Apiman Policies

The most important runtime concept in Apiman is the policy. Policies are configured in the API Manager and then applied at runtime by the API Gateway. This section of the guide provides more information about each of the policies available in Apiman, what they do, and how they can be configured.

Policy Types

Apiman supports several policy types like security, limiting, modification and others which are explained in the following.

Security Policies

There are authentication-based policies which manage access to an API is governed by the identity of the user. And there are authorization-based policies which manage access to an API, or specific resources provided by an API, is governed by the role(s) assigned to a user.

Apiman supports these types of security policies:

  • Authorization Policy

  • BASIC Authentication Policy

  • CORS Policy

  • Header Allow/Deny Policy

  • HTTP Security Policy

  • Ignored Resources Policy

  • IP Blacklist Policy

  • IP Whitelist Policy

  • JWT Policy

  • Keycloak OAuth Policy

  • SOAP Authorization Policy

  • Time Restricted Access Policy

Limiting Policies

Some Apiman policies provide an all-or-nothing level of control over access to managed APIs. For example, IP Blacklist or Whitelist policies either block or enable all access to a managed API, based on the IP address of the client. Rate limiting and quota policies provide you with more flexible ways to govern access to managed APIs. With rate limiting and quota policies, you can place limits on either the number of requests an API will accept over a specified period of time, or the total number of of bytes in the API requests. In addition, you can use combinations of fine-grained and coarse-grained rate limiting policies together to give you more flexibility in governing access to your managed API.

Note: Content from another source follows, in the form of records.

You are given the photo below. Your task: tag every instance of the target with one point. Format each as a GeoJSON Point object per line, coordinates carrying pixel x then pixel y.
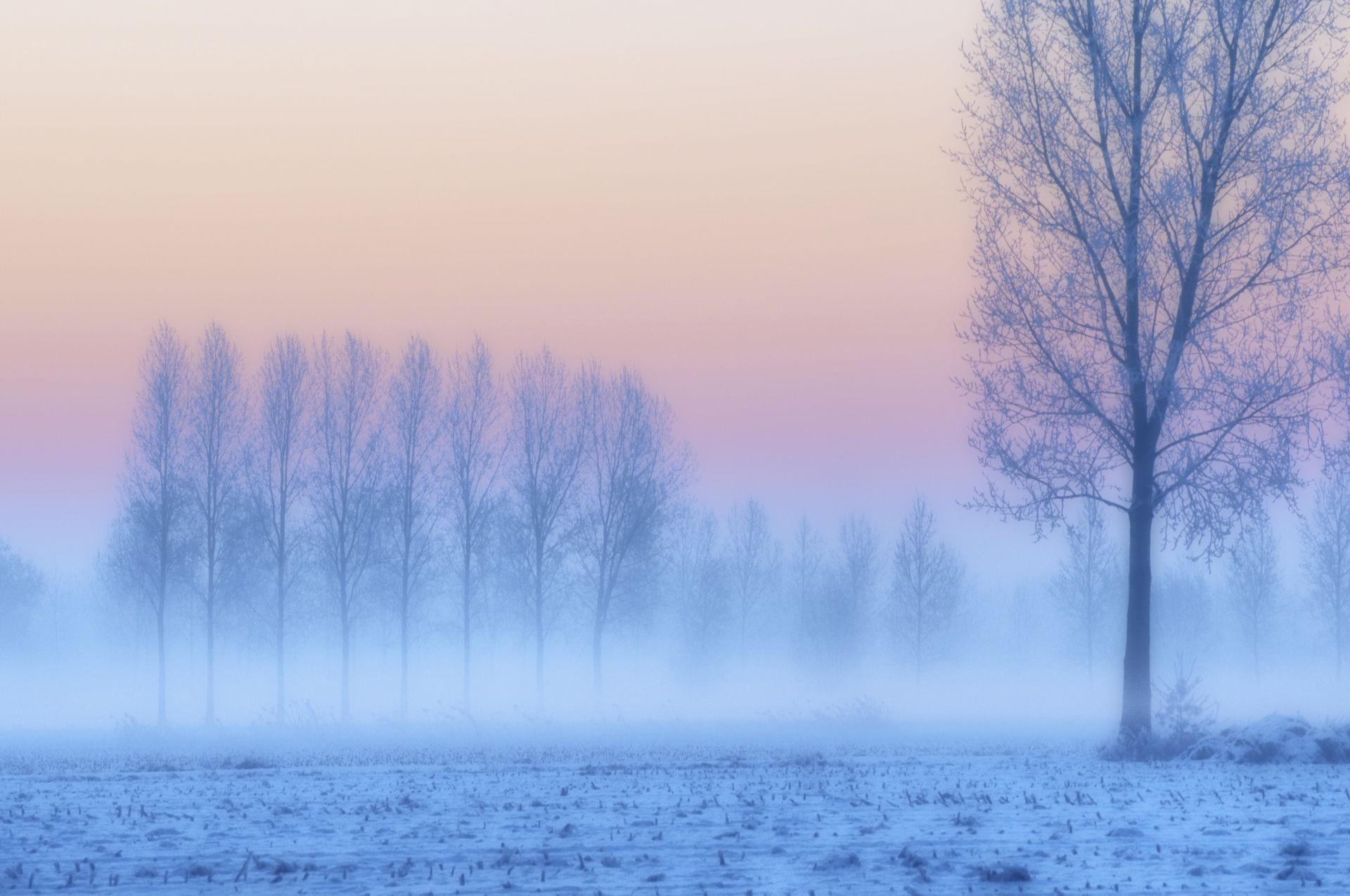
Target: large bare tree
{"type": "Point", "coordinates": [1326, 560]}
{"type": "Point", "coordinates": [415, 429]}
{"type": "Point", "coordinates": [472, 428]}
{"type": "Point", "coordinates": [1160, 196]}
{"type": "Point", "coordinates": [1086, 587]}
{"type": "Point", "coordinates": [928, 583]}
{"type": "Point", "coordinates": [280, 466]}
{"type": "Point", "coordinates": [634, 469]}
{"type": "Point", "coordinates": [546, 455]}
{"type": "Point", "coordinates": [152, 541]}
{"type": "Point", "coordinates": [350, 456]}
{"type": "Point", "coordinates": [218, 428]}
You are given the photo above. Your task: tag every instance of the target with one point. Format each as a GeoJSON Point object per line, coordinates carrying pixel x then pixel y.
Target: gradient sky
{"type": "Point", "coordinates": [750, 202]}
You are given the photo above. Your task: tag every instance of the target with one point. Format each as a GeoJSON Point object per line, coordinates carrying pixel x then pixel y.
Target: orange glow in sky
{"type": "Point", "coordinates": [750, 202]}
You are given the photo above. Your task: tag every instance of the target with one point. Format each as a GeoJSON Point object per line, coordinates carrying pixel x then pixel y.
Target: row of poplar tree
{"type": "Point", "coordinates": [392, 479]}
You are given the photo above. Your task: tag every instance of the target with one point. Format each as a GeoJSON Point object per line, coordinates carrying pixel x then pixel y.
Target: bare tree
{"type": "Point", "coordinates": [928, 583]}
{"type": "Point", "coordinates": [1254, 583]}
{"type": "Point", "coordinates": [1184, 621]}
{"type": "Point", "coordinates": [1326, 560]}
{"type": "Point", "coordinates": [632, 469]}
{"type": "Point", "coordinates": [280, 465]}
{"type": "Point", "coordinates": [546, 454]}
{"type": "Point", "coordinates": [1086, 587]}
{"type": "Point", "coordinates": [1022, 620]}
{"type": "Point", "coordinates": [415, 432]}
{"type": "Point", "coordinates": [475, 456]}
{"type": "Point", "coordinates": [698, 579]}
{"type": "Point", "coordinates": [755, 559]}
{"type": "Point", "coordinates": [859, 570]}
{"type": "Point", "coordinates": [20, 586]}
{"type": "Point", "coordinates": [805, 569]}
{"type": "Point", "coordinates": [152, 543]}
{"type": "Point", "coordinates": [218, 440]}
{"type": "Point", "coordinates": [350, 456]}
{"type": "Point", "coordinates": [1160, 200]}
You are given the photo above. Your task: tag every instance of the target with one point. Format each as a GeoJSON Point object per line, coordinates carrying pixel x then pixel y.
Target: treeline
{"type": "Point", "coordinates": [424, 481]}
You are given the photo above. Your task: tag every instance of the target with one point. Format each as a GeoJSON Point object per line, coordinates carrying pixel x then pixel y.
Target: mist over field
{"type": "Point", "coordinates": [597, 447]}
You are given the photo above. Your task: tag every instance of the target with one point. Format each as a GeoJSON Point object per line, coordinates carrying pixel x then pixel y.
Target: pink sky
{"type": "Point", "coordinates": [750, 202]}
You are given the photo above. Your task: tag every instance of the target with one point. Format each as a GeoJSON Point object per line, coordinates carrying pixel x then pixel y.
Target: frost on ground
{"type": "Point", "coordinates": [1276, 739]}
{"type": "Point", "coordinates": [657, 819]}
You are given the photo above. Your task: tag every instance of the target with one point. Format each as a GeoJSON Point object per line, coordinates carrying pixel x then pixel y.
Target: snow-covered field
{"type": "Point", "coordinates": [659, 819]}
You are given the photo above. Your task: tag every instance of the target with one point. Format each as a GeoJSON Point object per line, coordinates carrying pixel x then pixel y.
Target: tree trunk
{"type": "Point", "coordinates": [1137, 699]}
{"type": "Point", "coordinates": [403, 658]}
{"type": "Point", "coordinates": [1090, 654]}
{"type": "Point", "coordinates": [346, 667]}
{"type": "Point", "coordinates": [468, 597]}
{"type": "Point", "coordinates": [539, 642]}
{"type": "Point", "coordinates": [596, 667]}
{"type": "Point", "coordinates": [281, 645]}
{"type": "Point", "coordinates": [211, 652]}
{"type": "Point", "coordinates": [164, 683]}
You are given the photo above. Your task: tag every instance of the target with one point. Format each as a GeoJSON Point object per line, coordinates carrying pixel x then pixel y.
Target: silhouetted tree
{"type": "Point", "coordinates": [928, 583]}
{"type": "Point", "coordinates": [20, 586]}
{"type": "Point", "coordinates": [1254, 583]}
{"type": "Point", "coordinates": [152, 543]}
{"type": "Point", "coordinates": [350, 456]}
{"type": "Point", "coordinates": [280, 463]}
{"type": "Point", "coordinates": [546, 455]}
{"type": "Point", "coordinates": [634, 469]}
{"type": "Point", "coordinates": [1087, 585]}
{"type": "Point", "coordinates": [472, 427]}
{"type": "Point", "coordinates": [1326, 560]}
{"type": "Point", "coordinates": [218, 440]}
{"type": "Point", "coordinates": [754, 560]}
{"type": "Point", "coordinates": [698, 578]}
{"type": "Point", "coordinates": [1160, 192]}
{"type": "Point", "coordinates": [415, 429]}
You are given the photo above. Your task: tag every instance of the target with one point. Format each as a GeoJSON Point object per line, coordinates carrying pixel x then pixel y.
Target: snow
{"type": "Point", "coordinates": [1276, 739]}
{"type": "Point", "coordinates": [652, 818]}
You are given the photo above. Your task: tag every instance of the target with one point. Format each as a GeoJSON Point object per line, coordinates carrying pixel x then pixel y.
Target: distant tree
{"type": "Point", "coordinates": [1184, 620]}
{"type": "Point", "coordinates": [218, 427]}
{"type": "Point", "coordinates": [413, 428]}
{"type": "Point", "coordinates": [928, 583]}
{"type": "Point", "coordinates": [1326, 560]}
{"type": "Point", "coordinates": [1160, 200]}
{"type": "Point", "coordinates": [280, 465]}
{"type": "Point", "coordinates": [1254, 583]}
{"type": "Point", "coordinates": [1022, 618]}
{"type": "Point", "coordinates": [700, 580]}
{"type": "Point", "coordinates": [859, 570]}
{"type": "Point", "coordinates": [1086, 587]}
{"type": "Point", "coordinates": [805, 570]}
{"type": "Point", "coordinates": [152, 543]}
{"type": "Point", "coordinates": [350, 456]}
{"type": "Point", "coordinates": [632, 472]}
{"type": "Point", "coordinates": [754, 560]}
{"type": "Point", "coordinates": [20, 586]}
{"type": "Point", "coordinates": [546, 455]}
{"type": "Point", "coordinates": [472, 427]}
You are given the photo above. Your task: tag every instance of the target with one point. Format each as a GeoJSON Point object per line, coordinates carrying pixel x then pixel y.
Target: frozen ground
{"type": "Point", "coordinates": [169, 817]}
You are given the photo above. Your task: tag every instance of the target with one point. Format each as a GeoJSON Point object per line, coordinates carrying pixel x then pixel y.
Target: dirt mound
{"type": "Point", "coordinates": [1275, 740]}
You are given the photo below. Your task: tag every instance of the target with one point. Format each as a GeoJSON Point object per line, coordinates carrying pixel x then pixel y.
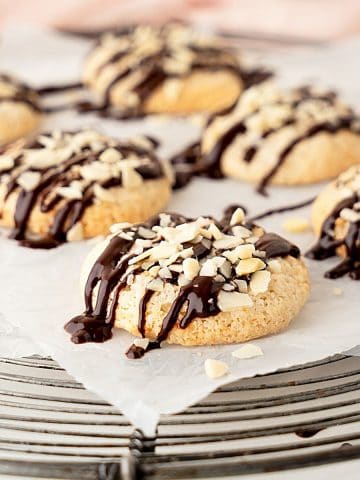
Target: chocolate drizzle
{"type": "Point", "coordinates": [67, 211]}
{"type": "Point", "coordinates": [327, 245]}
{"type": "Point", "coordinates": [196, 299]}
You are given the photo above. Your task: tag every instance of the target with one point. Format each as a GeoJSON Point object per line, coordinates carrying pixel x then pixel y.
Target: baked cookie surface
{"type": "Point", "coordinates": [191, 282]}
{"type": "Point", "coordinates": [170, 69]}
{"type": "Point", "coordinates": [66, 186]}
{"type": "Point", "coordinates": [20, 112]}
{"type": "Point", "coordinates": [336, 222]}
{"type": "Point", "coordinates": [285, 137]}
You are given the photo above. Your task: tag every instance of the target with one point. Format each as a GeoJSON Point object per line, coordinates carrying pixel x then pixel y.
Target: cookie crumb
{"type": "Point", "coordinates": [248, 351]}
{"type": "Point", "coordinates": [296, 225]}
{"type": "Point", "coordinates": [215, 368]}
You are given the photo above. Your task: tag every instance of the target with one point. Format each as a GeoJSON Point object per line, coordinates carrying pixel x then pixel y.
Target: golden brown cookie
{"type": "Point", "coordinates": [67, 186]}
{"type": "Point", "coordinates": [169, 69]}
{"type": "Point", "coordinates": [285, 137]}
{"type": "Point", "coordinates": [336, 222]}
{"type": "Point", "coordinates": [191, 282]}
{"type": "Point", "coordinates": [20, 113]}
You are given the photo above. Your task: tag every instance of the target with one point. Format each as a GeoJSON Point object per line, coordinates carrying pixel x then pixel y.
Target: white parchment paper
{"type": "Point", "coordinates": [40, 292]}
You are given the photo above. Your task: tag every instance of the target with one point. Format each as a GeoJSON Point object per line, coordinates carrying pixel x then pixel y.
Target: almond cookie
{"type": "Point", "coordinates": [336, 222]}
{"type": "Point", "coordinates": [170, 69]}
{"type": "Point", "coordinates": [20, 112]}
{"type": "Point", "coordinates": [67, 186]}
{"type": "Point", "coordinates": [190, 282]}
{"type": "Point", "coordinates": [284, 137]}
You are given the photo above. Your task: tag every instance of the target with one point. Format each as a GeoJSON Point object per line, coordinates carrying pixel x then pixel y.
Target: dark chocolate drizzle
{"type": "Point", "coordinates": [274, 211]}
{"type": "Point", "coordinates": [197, 299]}
{"type": "Point", "coordinates": [327, 245]}
{"type": "Point", "coordinates": [69, 212]}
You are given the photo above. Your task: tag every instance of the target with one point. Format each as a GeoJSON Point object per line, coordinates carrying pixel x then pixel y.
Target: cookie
{"type": "Point", "coordinates": [20, 112]}
{"type": "Point", "coordinates": [336, 222]}
{"type": "Point", "coordinates": [170, 69]}
{"type": "Point", "coordinates": [191, 282]}
{"type": "Point", "coordinates": [67, 186]}
{"type": "Point", "coordinates": [284, 137]}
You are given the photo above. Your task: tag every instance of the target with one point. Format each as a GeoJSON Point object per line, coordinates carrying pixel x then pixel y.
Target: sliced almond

The ability to throttle API requests based on request counts and bytes transferred provides even greater flexibility in implementing policies. APIs that transfer larger amounts of data, but rely on fewer API requests can have that data transfer throttled on a per-byte basis. For example, an API that is data intensive, will return a large amount of data in response to each API request. The API may only receive a request a few hundreds of times a day, but each request may result in several megabytes of data being transferred. Let’s say that we want to limit the amount of data transferred to 6GB per hour. For this type of API, we could set a rate limiting policy to allow for one request per minute, and then augment that policy with a transfer quota policy of 100Mb per hour.

Each of these policies, if used singly, can be effective in throttling requests. Apiman, however, adds a layer of flexibility to your use of these policy types by enabling you to use them in combinations.

Apiman supports these types of limiting policies:

  • Quota Policy

  • Rate Limiting Policy

  • Transfer Quota Policy

Modification Policies

Apiman supports these types of modification policies:

  • JSONP Policy

  • Simple Header Policy

  • URL Rewriting Policy

Other Policies

Apiman supports these types of other policies:

  • APIKey Policy

  • Caching Resource Policy

Policies

Caching Policy (Deprecated)

Description

This policy is deprecated. Use [Caching Resources Policy] instead.